Does musical nostalgia prevent me from appreciating new music?

Lovedrug in Atlanta, July 2005. Photo by me.
Over the last couple weeks I wrote and published a 2500-word story on Medium about the bands Kerith Ravine and Lovedrug, both fronted by Michael Shepard.

Why do I like a band’s decade-old album better than their new one?

In the essay I discuss the many theoretical and real reasons why I prefer Shepard's original band Kerith Ravine to his current band Lovedrug. One of the possible reasons is "Neural Nostalgia". The concept I have been aware of for years, but the actual term can be credited to this terrific Slate article that I found while researching my Lovedrug/Kerith Ravine piece.

As the article explains, we all prefer music that we heard during our impressionable years; essentially when we were a teenager. This has always been obvious to me, as I have written time and time again my favorite year in music is the year I graduated from high school (1995).

As I get older though, this concept becomes more and more thought-provoking. I do tons of music research, I try to listen to as much music as I can, and I buy a ton of records. I love new music, and my hope is that I am going to hear sounds better than I have ever heard before. But is that even possible?
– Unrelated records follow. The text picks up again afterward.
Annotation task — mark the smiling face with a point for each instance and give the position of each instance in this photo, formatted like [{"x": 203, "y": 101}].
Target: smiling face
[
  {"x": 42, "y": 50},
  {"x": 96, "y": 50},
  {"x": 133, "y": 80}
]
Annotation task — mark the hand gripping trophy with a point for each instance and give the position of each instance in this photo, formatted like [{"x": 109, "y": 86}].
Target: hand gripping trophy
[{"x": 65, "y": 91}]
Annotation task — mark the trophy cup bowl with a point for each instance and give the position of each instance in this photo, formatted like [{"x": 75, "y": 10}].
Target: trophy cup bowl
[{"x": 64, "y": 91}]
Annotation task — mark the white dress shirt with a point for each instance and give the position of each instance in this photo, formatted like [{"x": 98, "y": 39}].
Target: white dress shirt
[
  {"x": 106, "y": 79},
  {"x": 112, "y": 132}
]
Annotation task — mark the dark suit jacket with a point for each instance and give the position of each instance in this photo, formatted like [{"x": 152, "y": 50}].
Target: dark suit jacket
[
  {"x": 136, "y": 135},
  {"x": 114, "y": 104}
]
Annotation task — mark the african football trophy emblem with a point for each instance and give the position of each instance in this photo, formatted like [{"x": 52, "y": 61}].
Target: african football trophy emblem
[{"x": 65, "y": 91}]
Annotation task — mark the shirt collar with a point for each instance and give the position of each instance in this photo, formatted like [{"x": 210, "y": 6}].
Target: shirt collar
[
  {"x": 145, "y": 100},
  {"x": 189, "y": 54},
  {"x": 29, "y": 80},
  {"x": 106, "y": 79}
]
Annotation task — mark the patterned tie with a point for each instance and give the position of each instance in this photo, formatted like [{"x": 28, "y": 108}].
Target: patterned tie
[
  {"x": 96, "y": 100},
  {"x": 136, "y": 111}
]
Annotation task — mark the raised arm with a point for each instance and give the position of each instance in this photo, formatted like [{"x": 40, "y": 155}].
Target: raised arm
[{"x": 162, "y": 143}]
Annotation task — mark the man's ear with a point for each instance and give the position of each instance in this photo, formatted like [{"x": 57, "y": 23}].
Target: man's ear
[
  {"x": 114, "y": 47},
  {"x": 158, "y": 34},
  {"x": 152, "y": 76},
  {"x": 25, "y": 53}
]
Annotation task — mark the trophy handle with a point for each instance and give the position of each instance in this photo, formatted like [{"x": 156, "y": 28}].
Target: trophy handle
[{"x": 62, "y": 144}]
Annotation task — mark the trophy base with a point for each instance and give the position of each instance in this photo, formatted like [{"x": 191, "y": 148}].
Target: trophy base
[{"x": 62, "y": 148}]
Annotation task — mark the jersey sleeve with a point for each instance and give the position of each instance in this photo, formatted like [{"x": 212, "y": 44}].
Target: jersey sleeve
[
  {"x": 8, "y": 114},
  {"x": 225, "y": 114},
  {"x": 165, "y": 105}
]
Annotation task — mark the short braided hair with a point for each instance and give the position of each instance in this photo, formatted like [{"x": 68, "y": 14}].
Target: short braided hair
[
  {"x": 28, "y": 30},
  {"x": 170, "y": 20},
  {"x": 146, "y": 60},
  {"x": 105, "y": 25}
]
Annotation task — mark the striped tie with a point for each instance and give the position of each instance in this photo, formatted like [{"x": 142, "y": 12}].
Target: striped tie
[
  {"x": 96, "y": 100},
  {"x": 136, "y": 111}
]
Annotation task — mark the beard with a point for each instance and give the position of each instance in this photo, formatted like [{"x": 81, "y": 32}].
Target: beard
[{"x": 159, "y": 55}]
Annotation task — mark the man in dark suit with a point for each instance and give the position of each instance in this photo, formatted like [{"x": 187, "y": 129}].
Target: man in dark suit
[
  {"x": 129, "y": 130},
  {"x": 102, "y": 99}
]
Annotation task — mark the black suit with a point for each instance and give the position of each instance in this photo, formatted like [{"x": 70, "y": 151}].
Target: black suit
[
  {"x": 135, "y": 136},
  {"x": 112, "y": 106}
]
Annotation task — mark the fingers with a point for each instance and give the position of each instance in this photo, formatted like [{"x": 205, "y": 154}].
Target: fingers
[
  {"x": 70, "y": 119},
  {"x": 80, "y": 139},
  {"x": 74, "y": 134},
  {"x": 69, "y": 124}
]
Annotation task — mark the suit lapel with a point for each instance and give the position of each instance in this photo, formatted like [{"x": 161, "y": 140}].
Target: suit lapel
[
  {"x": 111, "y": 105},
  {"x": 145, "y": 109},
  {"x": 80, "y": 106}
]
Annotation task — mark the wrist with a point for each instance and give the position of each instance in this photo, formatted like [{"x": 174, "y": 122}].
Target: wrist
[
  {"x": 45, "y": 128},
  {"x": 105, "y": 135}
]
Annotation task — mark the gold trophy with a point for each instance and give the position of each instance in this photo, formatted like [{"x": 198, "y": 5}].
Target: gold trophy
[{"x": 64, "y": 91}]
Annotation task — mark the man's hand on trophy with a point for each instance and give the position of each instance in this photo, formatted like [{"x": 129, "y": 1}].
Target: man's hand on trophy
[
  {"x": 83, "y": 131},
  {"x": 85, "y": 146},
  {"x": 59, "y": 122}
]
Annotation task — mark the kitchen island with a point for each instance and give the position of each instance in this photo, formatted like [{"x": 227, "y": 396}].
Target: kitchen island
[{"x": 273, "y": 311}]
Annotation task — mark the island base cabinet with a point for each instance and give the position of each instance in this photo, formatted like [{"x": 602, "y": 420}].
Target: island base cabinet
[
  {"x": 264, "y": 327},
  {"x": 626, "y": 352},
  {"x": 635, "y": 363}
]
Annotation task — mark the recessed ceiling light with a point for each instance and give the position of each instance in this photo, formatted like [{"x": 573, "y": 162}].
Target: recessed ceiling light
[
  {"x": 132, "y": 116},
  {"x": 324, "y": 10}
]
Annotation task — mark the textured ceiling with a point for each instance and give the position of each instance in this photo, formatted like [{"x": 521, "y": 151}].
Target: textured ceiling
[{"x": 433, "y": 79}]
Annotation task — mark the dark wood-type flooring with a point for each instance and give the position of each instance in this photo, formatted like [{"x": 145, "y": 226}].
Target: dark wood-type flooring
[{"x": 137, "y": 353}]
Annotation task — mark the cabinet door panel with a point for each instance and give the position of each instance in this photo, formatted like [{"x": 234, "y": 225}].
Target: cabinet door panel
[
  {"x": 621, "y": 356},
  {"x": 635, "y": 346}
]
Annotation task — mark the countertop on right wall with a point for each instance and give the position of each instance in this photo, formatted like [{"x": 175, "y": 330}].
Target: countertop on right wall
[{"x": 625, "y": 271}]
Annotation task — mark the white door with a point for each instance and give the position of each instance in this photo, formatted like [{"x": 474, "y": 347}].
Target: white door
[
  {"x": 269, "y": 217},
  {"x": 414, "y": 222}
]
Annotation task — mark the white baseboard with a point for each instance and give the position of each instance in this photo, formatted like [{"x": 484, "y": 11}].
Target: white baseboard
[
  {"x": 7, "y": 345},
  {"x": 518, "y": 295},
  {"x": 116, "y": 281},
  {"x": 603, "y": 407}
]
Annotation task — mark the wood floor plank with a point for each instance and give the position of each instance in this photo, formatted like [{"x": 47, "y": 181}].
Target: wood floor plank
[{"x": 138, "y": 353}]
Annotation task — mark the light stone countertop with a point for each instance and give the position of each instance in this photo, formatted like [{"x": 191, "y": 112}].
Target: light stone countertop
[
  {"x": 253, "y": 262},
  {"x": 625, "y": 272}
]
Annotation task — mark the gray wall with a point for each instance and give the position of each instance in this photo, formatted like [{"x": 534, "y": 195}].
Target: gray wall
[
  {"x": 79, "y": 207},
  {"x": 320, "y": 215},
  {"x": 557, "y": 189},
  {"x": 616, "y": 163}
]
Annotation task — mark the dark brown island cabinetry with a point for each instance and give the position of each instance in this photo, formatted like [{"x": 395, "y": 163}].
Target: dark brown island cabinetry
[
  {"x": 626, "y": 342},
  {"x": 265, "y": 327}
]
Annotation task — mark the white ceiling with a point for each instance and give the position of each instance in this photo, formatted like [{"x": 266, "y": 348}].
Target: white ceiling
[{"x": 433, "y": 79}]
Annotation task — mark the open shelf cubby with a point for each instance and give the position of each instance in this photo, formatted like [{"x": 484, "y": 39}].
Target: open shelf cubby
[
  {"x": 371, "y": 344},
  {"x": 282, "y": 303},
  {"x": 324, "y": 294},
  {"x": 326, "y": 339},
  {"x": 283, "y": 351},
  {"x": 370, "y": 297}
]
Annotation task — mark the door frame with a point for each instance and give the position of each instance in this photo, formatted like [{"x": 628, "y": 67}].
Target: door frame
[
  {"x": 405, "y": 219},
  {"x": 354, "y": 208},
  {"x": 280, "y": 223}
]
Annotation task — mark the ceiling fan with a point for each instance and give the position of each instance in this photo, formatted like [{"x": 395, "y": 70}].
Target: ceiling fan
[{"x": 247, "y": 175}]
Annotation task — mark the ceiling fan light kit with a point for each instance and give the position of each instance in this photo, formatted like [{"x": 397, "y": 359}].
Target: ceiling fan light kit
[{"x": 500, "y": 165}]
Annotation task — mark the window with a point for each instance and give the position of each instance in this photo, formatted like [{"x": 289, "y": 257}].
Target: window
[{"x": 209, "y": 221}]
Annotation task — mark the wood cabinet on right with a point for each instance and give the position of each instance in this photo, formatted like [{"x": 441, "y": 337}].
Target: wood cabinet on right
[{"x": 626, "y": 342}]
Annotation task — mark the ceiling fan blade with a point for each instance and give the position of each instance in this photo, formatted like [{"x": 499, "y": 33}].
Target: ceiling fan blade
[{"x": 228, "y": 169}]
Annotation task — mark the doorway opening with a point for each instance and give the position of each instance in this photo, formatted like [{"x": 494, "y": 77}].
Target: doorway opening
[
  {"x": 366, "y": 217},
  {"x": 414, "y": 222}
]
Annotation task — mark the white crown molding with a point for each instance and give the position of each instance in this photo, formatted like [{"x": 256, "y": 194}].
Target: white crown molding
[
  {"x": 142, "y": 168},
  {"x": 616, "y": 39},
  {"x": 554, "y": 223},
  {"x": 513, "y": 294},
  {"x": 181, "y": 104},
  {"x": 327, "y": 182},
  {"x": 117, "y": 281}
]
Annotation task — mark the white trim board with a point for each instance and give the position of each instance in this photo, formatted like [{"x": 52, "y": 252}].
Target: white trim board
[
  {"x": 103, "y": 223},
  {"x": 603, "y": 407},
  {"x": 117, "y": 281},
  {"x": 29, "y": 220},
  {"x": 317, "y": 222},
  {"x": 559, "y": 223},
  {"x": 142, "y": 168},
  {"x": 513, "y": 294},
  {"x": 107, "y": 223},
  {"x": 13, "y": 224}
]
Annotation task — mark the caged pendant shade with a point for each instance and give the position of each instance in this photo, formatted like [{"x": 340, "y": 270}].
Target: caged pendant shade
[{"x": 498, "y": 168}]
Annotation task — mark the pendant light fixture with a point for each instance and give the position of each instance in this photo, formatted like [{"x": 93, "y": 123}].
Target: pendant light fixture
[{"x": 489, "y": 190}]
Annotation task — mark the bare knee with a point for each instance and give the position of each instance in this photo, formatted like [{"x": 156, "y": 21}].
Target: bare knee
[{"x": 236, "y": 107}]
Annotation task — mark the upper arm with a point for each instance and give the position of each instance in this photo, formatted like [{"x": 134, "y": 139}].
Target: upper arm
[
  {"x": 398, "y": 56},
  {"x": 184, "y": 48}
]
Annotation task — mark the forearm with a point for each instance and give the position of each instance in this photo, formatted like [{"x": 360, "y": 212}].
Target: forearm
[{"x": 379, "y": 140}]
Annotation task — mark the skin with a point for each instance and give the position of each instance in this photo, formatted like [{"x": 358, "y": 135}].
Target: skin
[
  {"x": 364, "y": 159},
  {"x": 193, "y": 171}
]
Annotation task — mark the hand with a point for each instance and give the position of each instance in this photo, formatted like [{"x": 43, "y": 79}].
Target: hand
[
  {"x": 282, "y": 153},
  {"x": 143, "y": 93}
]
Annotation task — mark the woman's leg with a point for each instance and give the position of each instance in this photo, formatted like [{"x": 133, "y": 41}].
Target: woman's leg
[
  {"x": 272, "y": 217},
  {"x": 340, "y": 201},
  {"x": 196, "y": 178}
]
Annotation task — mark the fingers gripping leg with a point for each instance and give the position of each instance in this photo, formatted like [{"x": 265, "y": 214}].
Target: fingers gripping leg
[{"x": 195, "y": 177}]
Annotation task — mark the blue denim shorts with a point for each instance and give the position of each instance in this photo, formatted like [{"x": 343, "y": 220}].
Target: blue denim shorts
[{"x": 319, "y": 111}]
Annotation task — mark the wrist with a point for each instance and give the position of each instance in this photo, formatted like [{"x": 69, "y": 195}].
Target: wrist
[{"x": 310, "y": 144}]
I recommend reading all the Slate article (and my essay on Medium!), but here are some pull quotes from Slate:

-The music I loved as a teenager means more to me than ever—but with each passing year, the new songs on the radio sound like noisy nonsense.

-And researchers have uncovered evidence that suggests our brains bind us to the music we heard as teenagers more tightly than anything we’ll hear as adults—a connection that doesn’t weaken as we age. Musical nostalgia, in other words, isn’t just a cultural phenomenon: It’s a neuronic command.

-Listen to a song that triggers personal memories, and your prefrontal cortex, which maintains information relevant to your personal life and relationships, will spring into action. But memories are meaningless without emotion—and aside from love and drugs, nothing spurs an emotional reaction like music.

-Music lights these sparks of neural activity in everybody. But in young people, the spark turns into a fireworks show. Between the ages of 12 and 22, our brains undergo rapid neurological development—and the music we love during that decade seems to get wired into our lobes for good.